【主張】割増率50%適用に備えよ
厚生労働省が、長時間労働のトラック運送業に対する取締りを加速している。8月中旬には、計ったかのように愛知、埼玉、茨城に所在する運送業者をほぼ同時期に司法処分した(本紙9月5日号3面既報)。
過重労働防止対策が監督行政の「最重要課題」となっている面もあるが、国会に提出中の労働基準法改正案成立に向けた「地ならし」とみることができる。今後当分の間は、運送業への取締りが強化されると考えていい。関係業者は、長時間労働是正への努力が経営継続の条件と捉え、目に見える結果を出していく必要がある。
現行労基法では、中小企業における月60時間超の時間外労働に対する50%以上の割増賃金率の適用を猶予しているが、国会に提出済みの同法改正案には、施行3年後に同猶予措置を廃止する規定を盛り込んだ。この改正によって、最も大きな影響を受けるのが運転者を多く雇用する運送業なのだ。
最長で月60時間超の労働者がいる中小事業場の割合は、比較的長時間労働とされる研究開発業務でも15%なのに、自動車運転業務では42%と突出している。100時間超でくくっても10%に及ぶ。
このため、厚労省では、トラック業界と荷主企業および国土交通省などと連携を強めて長時間労働の是正支援策を検討中である。今後はパイロット事業(実証実験)に力を入れて、その成果をフィードバックする意向という。

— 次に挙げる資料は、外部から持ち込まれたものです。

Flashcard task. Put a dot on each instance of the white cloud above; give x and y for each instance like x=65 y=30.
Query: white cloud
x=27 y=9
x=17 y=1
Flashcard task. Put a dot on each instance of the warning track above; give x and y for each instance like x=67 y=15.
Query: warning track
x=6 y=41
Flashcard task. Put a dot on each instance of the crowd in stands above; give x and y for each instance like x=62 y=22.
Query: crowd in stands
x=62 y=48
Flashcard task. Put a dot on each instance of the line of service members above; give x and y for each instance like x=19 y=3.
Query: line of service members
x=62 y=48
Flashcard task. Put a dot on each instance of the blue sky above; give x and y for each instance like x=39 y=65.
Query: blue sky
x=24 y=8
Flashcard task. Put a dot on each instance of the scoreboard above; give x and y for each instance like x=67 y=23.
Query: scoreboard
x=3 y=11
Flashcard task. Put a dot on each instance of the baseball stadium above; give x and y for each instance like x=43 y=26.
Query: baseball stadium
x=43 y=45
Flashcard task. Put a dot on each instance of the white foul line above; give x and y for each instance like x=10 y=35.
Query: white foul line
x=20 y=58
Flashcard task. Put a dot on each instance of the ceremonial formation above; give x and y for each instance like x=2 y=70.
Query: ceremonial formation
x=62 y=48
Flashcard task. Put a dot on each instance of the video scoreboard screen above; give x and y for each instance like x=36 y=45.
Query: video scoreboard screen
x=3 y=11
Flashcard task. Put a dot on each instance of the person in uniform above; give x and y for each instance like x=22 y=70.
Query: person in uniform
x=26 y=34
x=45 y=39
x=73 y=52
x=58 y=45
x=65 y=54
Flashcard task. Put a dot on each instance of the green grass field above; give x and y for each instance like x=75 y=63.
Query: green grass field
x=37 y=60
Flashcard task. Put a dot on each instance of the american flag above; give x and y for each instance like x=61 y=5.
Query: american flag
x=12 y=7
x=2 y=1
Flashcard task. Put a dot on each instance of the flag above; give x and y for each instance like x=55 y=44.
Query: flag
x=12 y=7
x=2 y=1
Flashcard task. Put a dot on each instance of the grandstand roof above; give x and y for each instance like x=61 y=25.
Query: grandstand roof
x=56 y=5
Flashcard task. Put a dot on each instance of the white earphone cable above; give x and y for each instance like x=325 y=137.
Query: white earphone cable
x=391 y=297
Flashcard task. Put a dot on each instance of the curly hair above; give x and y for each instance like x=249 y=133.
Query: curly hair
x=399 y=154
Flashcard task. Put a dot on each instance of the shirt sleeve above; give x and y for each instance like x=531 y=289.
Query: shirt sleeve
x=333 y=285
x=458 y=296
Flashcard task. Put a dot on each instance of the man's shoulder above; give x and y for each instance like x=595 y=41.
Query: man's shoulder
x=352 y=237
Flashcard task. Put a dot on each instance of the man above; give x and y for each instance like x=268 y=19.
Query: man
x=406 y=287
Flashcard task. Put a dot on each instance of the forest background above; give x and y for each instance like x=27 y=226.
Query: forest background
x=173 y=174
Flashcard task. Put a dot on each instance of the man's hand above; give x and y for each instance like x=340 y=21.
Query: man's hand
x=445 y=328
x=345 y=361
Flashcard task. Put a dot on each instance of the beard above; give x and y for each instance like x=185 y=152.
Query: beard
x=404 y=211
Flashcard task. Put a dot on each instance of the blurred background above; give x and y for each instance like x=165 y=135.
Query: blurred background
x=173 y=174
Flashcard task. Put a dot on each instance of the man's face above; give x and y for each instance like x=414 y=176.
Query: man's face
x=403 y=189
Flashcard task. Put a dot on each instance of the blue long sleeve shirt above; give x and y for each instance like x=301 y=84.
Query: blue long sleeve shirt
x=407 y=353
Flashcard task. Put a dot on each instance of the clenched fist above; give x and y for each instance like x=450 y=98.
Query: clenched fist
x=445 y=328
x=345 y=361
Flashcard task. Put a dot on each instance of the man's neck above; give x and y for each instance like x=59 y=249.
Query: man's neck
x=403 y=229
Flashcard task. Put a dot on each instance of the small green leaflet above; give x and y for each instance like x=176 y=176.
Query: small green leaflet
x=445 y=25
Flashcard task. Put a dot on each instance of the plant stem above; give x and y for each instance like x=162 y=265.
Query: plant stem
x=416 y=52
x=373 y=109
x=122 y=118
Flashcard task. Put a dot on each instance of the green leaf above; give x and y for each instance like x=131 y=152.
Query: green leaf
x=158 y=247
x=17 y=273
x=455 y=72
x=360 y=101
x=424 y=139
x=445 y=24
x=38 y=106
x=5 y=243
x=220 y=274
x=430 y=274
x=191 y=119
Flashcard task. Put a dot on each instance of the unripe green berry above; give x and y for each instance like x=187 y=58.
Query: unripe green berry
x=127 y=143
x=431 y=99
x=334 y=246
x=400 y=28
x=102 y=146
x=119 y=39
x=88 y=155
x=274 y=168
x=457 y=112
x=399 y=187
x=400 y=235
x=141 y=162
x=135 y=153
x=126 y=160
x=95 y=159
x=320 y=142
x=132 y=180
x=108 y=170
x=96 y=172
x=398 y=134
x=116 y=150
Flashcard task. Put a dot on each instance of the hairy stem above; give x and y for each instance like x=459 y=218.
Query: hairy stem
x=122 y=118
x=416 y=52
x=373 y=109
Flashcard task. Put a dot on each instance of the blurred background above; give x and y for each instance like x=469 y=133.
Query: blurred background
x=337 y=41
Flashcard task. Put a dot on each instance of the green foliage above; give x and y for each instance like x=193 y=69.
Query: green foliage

監督機関による長時間労働の取締り強化は、まさに車の両輪として動いているとみられ、運送業界に改めて警鐘を鳴らす意味があろう。監督実績(平成27年)をみても、対象となった2783事業場のうち1729事業場で労働時間関係の違反が発覚した。司法処分を他山の石として長時間労働是正を図ることが、来年にも成立しようとしている労基法改正への準備となる。
50%以上の割増賃金率が今のまま適用されてしまえば、経営が危うくなると訴える中小業者も少なくなく、本来的にコンプライアンス以前の問題であることを認識すべきだろう。